Why is he so worried, you ask?

The NBA is forgoing the bubble environment concept it’d employed to complete the 2019-20 season for the time being. But COVID-19, hasn’t discriminated against the sports world.

The NFL, for instance, has coped with numerous outbreaks of various sizes since beginning the 2020 season without a bubble and rescheduled several games as a result. The Baltimore Ravens are the latest team to feel the virus’ effects, with 20 players going on the team’s reserve/COVID-19 list in just one week. This forced the league to reschedule their Week 12 game against the Pittsburgh Steelers not once, not twice but three times.

Rivers doesn’t think a model like this will work in the NBA.

“The difference in football is they play once a week and have 1,000 players so when you miss three or four players, you can still get away with it,” Rivers added, via Hubbarth. “If we missed three or four players, we’re in trouble, especially with the amount of games we’re playing three or four days a week.

“So if one of our guys and two of our key guys gets the virus and they miss 10 days to 14 days that can be eight games and that can knock you out of the playoffs,” he added. “So that’s a concern. Our guys’ health is a concern.”

Rivers’ concerns are entirely warranted, too.

Shortly after the NBA temporarily shut down, more than a dozen players and staff tested positive for COVID-19. Among those infected were some of the league’s biggest names, including Donovan Mitchell and Christian Wood, though multiple other players that tested positive went unnamed. More big names like Nikola Jokic, Malcolm Brodgon, Buddy Hield and Russell Westbrook returned positive tests over the summer.
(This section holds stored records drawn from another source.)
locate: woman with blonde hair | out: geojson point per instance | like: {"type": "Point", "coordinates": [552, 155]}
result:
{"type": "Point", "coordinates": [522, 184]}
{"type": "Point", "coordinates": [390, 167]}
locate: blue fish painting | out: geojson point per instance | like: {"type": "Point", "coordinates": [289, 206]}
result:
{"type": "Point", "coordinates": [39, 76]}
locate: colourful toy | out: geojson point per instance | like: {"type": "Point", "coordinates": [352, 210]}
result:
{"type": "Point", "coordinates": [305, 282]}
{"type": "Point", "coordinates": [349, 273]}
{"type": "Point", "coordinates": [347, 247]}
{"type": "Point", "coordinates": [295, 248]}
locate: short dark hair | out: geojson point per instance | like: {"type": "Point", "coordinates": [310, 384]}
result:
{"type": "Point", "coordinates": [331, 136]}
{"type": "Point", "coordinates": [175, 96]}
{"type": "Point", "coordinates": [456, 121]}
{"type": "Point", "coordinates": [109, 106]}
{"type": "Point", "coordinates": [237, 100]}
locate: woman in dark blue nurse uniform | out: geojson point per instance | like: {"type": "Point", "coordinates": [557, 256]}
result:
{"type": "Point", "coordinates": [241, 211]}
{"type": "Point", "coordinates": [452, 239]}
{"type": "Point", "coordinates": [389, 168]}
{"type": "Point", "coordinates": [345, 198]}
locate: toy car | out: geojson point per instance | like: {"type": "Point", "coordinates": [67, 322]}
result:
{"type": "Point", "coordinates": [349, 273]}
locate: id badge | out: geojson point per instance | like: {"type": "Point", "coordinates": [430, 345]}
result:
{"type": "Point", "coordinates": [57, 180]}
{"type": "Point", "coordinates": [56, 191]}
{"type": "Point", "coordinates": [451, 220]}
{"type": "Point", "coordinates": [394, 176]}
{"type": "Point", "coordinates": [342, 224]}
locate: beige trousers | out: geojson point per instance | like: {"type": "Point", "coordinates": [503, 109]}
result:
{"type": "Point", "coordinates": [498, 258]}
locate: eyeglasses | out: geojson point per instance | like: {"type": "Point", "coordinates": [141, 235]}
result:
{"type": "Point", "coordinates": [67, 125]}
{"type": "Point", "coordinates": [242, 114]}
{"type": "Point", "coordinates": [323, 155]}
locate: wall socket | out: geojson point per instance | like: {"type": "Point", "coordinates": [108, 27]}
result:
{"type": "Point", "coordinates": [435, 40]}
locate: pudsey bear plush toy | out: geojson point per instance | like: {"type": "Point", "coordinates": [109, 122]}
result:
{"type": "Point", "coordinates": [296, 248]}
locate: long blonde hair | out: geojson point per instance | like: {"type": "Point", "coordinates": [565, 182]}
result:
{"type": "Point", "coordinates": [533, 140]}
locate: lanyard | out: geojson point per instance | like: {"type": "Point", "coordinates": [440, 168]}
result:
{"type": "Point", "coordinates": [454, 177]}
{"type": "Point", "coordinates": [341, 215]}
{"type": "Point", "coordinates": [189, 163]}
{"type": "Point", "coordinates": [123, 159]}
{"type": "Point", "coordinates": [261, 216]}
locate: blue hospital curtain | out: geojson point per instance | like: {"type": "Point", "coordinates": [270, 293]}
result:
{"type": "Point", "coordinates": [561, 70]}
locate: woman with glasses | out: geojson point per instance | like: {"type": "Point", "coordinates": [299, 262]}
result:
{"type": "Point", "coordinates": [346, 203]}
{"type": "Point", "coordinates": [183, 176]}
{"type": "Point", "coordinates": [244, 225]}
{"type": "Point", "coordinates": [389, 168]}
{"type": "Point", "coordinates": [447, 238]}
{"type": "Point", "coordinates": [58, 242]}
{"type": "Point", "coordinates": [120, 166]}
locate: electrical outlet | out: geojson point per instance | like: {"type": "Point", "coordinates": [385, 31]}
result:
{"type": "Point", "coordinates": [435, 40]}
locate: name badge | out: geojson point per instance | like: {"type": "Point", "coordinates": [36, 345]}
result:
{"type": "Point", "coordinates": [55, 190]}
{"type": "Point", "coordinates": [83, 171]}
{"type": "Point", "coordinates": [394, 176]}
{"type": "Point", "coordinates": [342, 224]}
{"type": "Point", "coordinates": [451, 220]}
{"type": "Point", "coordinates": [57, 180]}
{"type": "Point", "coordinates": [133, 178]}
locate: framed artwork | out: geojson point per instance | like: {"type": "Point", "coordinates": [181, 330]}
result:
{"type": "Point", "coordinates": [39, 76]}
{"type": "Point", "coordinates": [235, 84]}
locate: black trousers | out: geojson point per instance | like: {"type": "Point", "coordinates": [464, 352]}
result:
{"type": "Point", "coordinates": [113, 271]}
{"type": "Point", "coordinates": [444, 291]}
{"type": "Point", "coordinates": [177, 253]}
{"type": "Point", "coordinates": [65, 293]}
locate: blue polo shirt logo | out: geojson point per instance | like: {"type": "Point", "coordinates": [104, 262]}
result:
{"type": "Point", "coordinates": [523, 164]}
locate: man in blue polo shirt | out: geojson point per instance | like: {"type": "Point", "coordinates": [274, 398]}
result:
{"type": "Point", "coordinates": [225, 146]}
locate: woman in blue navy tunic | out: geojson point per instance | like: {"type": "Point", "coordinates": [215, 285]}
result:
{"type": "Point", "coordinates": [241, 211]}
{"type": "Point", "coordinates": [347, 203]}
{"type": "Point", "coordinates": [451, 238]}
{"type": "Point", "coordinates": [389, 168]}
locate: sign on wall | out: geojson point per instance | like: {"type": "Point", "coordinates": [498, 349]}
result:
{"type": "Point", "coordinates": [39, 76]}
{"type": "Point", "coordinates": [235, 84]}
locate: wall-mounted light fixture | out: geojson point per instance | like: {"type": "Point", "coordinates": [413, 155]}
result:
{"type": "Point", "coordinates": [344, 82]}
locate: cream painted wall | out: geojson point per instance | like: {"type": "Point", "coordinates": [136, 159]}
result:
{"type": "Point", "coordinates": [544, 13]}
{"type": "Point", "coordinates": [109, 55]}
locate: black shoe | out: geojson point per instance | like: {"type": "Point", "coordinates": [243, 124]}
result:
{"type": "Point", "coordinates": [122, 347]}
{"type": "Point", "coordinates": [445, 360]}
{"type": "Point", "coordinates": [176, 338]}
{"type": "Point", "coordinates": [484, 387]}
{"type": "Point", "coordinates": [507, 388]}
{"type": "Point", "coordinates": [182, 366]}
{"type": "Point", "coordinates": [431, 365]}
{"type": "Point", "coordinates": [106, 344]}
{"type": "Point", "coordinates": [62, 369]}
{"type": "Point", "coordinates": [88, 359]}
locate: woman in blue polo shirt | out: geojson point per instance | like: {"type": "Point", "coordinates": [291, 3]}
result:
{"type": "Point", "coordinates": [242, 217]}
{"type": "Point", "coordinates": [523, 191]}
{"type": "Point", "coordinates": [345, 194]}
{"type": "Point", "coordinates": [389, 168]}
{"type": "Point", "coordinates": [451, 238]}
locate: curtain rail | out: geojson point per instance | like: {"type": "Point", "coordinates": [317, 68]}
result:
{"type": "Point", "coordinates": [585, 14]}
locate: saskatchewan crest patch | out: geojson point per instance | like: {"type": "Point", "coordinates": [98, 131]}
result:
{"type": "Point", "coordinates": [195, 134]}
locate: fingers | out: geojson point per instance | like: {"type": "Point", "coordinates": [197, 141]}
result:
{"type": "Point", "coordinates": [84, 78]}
The positive tests suddenly stopped flowing in when — you guessed it — the league had teams enter the Walt Disney World bubble in early July. In fact, no one tested positive for the virus after entering the environment.

Had the NBA played through the pandemic, many teams likely would have found themselves with gaping holes on their rosters (not to mention the additional spread it probably would have caused). There’s a good chance this could happen this upcoming season without placing teams in a controlled environment. And even with little to no fans in attendance at games, the risk for community spread will be far greater this time around than it was when everyone was hunkered down in one spot.

We’ll see how things go, though, when the league kicks off its season Dec. 22.